Hij was op vakantie bij zijn oom, zodat zijn ouders even konden uitblazen. Toen ik hem ontmoette stelde hij me drie vragen: wie ben je, van waar kom je, waar ga je naartoe. Steeds opnieuw stelde hij dezelfde vragen, zonder even te pauzeren. Zou hij andere woorden kennen?
Ik heb nog vaak aan die mentaal beperkte jongen gedacht. Hoe leef je met iemand die zo dwangmatig praat? Nochtans stelde hij drie basisvragen. Dat intrigeerde me enorm: vooral deze vragen te horen uit de mond van een zwaar beperkt iemand.
Dat voorval gebeurde zowat dertig jaren terug … en toch denk ik er nog vaak aan. Ik probeer nu in enkele werken die vragen vorm te geven, een soort antwoord te vinden op die vragen.
In het eerste werk komt ‘wie ben ik’ aanbod.
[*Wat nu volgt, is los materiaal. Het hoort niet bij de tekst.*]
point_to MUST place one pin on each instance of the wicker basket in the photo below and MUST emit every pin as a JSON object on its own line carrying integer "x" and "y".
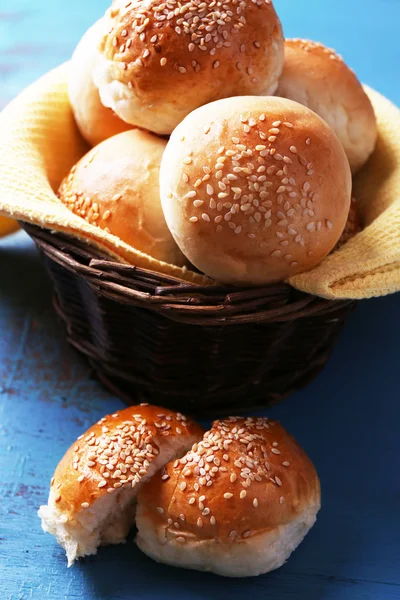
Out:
{"x": 203, "y": 350}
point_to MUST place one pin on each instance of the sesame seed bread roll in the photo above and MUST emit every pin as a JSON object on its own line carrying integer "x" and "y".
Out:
{"x": 237, "y": 504}
{"x": 92, "y": 499}
{"x": 317, "y": 77}
{"x": 255, "y": 189}
{"x": 95, "y": 122}
{"x": 158, "y": 61}
{"x": 116, "y": 187}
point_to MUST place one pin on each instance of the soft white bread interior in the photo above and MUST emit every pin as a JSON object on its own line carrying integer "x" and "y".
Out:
{"x": 116, "y": 187}
{"x": 237, "y": 504}
{"x": 92, "y": 498}
{"x": 317, "y": 77}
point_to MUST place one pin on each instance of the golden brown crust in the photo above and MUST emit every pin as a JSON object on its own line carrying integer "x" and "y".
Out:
{"x": 175, "y": 60}
{"x": 245, "y": 477}
{"x": 255, "y": 189}
{"x": 317, "y": 77}
{"x": 114, "y": 453}
{"x": 115, "y": 186}
{"x": 96, "y": 122}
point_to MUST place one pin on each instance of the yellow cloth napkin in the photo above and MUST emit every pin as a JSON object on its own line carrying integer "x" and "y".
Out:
{"x": 39, "y": 143}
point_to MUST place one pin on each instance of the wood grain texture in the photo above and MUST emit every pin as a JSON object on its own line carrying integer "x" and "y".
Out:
{"x": 347, "y": 420}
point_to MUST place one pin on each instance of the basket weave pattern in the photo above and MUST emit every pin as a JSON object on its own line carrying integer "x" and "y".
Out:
{"x": 199, "y": 349}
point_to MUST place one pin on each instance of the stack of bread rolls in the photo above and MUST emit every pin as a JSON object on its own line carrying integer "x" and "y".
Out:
{"x": 217, "y": 143}
{"x": 235, "y": 500}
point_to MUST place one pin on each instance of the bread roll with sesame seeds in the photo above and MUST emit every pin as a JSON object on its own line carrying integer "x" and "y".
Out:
{"x": 255, "y": 189}
{"x": 116, "y": 187}
{"x": 92, "y": 499}
{"x": 95, "y": 122}
{"x": 237, "y": 504}
{"x": 318, "y": 78}
{"x": 158, "y": 61}
{"x": 353, "y": 225}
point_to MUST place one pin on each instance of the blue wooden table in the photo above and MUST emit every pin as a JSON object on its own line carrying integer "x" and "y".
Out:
{"x": 348, "y": 420}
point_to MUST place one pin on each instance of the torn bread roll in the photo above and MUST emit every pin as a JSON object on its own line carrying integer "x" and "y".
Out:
{"x": 255, "y": 189}
{"x": 95, "y": 122}
{"x": 237, "y": 504}
{"x": 317, "y": 77}
{"x": 157, "y": 62}
{"x": 93, "y": 492}
{"x": 116, "y": 187}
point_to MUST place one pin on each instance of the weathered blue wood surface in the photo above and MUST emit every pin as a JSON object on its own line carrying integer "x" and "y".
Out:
{"x": 348, "y": 419}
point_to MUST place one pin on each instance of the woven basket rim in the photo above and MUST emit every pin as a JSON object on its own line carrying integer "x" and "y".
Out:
{"x": 177, "y": 300}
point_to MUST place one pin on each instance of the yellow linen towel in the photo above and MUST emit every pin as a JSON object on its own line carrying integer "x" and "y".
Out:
{"x": 39, "y": 143}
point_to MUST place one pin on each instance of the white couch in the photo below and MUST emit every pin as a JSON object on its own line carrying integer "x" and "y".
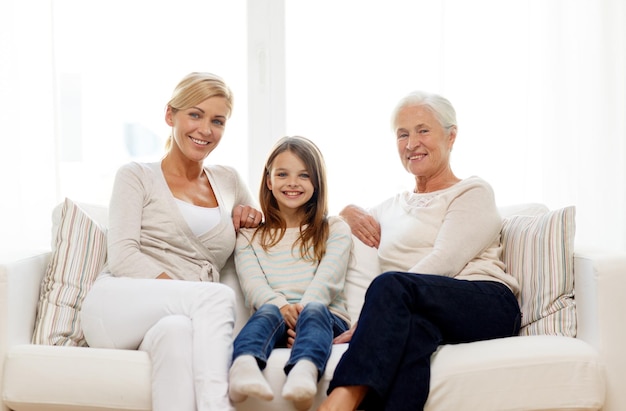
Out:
{"x": 519, "y": 373}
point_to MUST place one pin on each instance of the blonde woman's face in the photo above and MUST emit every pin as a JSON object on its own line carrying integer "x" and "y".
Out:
{"x": 197, "y": 131}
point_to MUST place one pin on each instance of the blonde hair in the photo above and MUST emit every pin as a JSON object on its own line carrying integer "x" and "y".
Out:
{"x": 196, "y": 87}
{"x": 314, "y": 230}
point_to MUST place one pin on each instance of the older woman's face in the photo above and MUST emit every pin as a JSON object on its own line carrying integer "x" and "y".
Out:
{"x": 423, "y": 144}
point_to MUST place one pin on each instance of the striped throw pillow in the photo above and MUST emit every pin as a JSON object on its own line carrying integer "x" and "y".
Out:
{"x": 77, "y": 259}
{"x": 539, "y": 252}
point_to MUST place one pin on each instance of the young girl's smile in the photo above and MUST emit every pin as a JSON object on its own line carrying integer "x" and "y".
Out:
{"x": 290, "y": 183}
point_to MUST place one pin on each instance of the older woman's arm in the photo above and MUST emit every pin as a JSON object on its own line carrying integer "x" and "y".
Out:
{"x": 471, "y": 226}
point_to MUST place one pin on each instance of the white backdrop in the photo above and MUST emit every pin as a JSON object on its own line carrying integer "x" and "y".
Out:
{"x": 538, "y": 86}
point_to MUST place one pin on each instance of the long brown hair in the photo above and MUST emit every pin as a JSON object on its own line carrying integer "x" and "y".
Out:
{"x": 314, "y": 228}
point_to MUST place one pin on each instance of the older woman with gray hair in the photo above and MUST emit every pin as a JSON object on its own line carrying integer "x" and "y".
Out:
{"x": 443, "y": 281}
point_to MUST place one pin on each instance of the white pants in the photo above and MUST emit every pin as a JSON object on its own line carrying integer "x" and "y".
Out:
{"x": 185, "y": 326}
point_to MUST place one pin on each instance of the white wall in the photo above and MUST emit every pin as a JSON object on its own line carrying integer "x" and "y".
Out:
{"x": 27, "y": 157}
{"x": 559, "y": 139}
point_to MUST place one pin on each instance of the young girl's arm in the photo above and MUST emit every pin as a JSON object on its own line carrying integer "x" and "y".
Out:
{"x": 254, "y": 285}
{"x": 330, "y": 275}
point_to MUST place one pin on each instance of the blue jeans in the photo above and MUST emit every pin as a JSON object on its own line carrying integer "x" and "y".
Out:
{"x": 405, "y": 317}
{"x": 266, "y": 329}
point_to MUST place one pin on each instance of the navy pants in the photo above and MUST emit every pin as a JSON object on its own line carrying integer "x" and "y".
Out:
{"x": 266, "y": 329}
{"x": 405, "y": 317}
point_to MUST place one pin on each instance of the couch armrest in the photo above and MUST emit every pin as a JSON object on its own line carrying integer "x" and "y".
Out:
{"x": 600, "y": 281}
{"x": 20, "y": 280}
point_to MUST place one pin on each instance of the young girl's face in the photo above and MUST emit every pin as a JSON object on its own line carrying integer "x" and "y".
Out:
{"x": 290, "y": 182}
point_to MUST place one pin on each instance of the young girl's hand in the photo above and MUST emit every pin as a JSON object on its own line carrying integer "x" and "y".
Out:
{"x": 290, "y": 313}
{"x": 291, "y": 337}
{"x": 345, "y": 336}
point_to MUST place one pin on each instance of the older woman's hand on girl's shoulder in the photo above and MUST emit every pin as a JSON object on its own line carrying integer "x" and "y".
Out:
{"x": 362, "y": 224}
{"x": 245, "y": 216}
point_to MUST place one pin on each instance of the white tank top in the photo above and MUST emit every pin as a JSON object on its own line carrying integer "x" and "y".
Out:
{"x": 200, "y": 219}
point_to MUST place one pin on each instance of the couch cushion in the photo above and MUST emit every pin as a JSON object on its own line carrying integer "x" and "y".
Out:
{"x": 507, "y": 374}
{"x": 539, "y": 252}
{"x": 78, "y": 257}
{"x": 517, "y": 373}
{"x": 47, "y": 378}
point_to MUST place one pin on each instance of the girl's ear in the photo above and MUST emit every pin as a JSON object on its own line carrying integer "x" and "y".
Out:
{"x": 169, "y": 116}
{"x": 268, "y": 182}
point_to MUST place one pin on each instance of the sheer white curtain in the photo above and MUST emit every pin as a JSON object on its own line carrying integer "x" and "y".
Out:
{"x": 27, "y": 155}
{"x": 538, "y": 87}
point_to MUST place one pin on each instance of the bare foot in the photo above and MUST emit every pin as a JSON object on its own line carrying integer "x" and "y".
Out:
{"x": 344, "y": 398}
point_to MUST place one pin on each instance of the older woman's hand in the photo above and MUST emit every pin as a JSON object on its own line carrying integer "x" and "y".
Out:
{"x": 362, "y": 224}
{"x": 245, "y": 216}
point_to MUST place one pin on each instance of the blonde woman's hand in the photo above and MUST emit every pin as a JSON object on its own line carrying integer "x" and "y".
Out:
{"x": 245, "y": 216}
{"x": 362, "y": 224}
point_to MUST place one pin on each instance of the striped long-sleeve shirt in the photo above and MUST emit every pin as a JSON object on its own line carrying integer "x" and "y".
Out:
{"x": 281, "y": 276}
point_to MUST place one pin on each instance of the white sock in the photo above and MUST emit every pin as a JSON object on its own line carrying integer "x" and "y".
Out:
{"x": 246, "y": 379}
{"x": 301, "y": 385}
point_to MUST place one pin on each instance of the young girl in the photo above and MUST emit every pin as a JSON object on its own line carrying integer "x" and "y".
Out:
{"x": 292, "y": 271}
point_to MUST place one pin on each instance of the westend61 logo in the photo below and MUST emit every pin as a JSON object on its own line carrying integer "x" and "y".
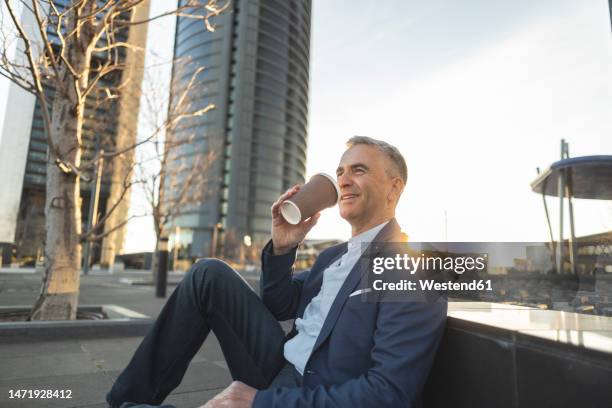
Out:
{"x": 457, "y": 264}
{"x": 402, "y": 269}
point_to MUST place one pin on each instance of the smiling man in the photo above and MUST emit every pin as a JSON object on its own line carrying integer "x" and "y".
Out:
{"x": 342, "y": 351}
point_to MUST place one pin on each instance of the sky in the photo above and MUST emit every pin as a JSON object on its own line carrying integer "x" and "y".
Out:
{"x": 475, "y": 93}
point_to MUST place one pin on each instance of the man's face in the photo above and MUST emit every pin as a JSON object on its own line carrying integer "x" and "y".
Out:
{"x": 364, "y": 184}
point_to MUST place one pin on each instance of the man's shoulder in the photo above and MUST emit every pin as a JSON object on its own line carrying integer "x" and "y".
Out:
{"x": 332, "y": 250}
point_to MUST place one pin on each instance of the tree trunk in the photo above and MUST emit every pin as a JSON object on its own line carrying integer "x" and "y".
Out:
{"x": 59, "y": 293}
{"x": 58, "y": 298}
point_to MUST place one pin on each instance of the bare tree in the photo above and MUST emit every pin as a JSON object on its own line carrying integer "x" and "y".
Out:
{"x": 171, "y": 183}
{"x": 74, "y": 50}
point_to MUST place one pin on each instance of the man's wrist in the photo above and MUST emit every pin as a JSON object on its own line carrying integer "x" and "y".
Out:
{"x": 280, "y": 250}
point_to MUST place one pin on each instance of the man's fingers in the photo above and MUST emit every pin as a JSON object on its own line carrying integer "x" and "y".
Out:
{"x": 286, "y": 195}
{"x": 311, "y": 222}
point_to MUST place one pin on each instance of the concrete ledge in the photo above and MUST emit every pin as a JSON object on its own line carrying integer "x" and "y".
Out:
{"x": 121, "y": 322}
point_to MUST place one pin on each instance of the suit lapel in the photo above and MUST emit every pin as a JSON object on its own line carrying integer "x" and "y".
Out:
{"x": 390, "y": 230}
{"x": 313, "y": 285}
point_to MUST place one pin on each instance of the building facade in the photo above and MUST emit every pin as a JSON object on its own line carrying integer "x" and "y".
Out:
{"x": 256, "y": 74}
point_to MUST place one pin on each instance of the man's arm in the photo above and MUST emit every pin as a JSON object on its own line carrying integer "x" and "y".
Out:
{"x": 280, "y": 291}
{"x": 405, "y": 342}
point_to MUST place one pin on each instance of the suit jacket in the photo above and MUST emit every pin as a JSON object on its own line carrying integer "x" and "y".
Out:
{"x": 368, "y": 354}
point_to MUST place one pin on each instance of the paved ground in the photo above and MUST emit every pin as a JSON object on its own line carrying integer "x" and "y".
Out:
{"x": 88, "y": 367}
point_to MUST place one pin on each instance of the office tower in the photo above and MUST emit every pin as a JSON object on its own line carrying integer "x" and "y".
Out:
{"x": 108, "y": 125}
{"x": 256, "y": 73}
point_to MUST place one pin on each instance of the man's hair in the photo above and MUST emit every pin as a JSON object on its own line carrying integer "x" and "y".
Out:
{"x": 385, "y": 148}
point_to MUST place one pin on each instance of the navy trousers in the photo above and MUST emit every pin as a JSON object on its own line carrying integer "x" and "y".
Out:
{"x": 211, "y": 296}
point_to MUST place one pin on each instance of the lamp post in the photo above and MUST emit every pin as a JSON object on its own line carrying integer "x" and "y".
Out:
{"x": 162, "y": 268}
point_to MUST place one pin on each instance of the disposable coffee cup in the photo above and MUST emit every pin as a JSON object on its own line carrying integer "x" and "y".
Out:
{"x": 319, "y": 193}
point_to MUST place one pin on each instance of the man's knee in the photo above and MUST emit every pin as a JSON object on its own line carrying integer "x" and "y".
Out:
{"x": 210, "y": 269}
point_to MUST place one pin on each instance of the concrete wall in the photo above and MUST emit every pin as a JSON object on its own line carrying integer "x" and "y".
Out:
{"x": 16, "y": 112}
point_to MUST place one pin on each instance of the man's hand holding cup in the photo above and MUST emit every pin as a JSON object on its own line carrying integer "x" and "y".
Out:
{"x": 298, "y": 210}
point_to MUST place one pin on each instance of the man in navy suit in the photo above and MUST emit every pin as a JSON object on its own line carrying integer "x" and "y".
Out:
{"x": 343, "y": 351}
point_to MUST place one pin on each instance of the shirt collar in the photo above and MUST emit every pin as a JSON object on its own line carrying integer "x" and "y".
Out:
{"x": 366, "y": 236}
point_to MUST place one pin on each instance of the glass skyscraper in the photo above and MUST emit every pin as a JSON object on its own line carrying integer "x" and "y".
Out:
{"x": 256, "y": 74}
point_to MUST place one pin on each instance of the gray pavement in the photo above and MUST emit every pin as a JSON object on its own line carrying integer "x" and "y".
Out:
{"x": 88, "y": 367}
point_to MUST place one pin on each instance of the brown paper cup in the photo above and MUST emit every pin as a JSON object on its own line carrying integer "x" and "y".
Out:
{"x": 319, "y": 193}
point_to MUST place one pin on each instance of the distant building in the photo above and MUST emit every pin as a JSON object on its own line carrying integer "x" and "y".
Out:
{"x": 23, "y": 165}
{"x": 256, "y": 73}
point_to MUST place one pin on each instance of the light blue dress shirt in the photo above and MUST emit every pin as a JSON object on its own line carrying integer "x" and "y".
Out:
{"x": 297, "y": 350}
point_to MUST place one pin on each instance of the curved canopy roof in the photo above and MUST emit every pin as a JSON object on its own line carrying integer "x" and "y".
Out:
{"x": 591, "y": 177}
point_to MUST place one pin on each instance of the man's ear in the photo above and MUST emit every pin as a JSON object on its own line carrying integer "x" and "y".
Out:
{"x": 397, "y": 187}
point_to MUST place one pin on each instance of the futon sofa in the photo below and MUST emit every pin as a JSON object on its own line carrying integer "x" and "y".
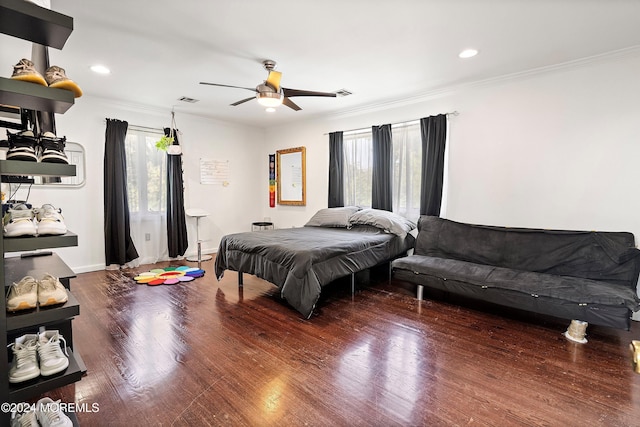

Stilaan ontdekt de mens zichzelf: voor mij is de uiteindelijke confrontatie met mijn kwetsbaarheid en mijn sterfelijkheid de basis van mijn zelfbewustzijn, het is het enige dat we met zekerheid weten en die grenzen kunnen niet ontkend worden.
Als kind, opgroeiend in een katholiek milieu, kreeg een antwoord vorm: een kind van god. God zat dan ergens op een troon in de hemel en gezien ik van sprookjes hield, kwamen de verhalen over die god mijn wereld bevolken, zowel het mooie als het verschrikkelijke.
Maar sprookjes kan je mettertijd een plaats geven … maar die basisvragen blijven steeds aanwezig.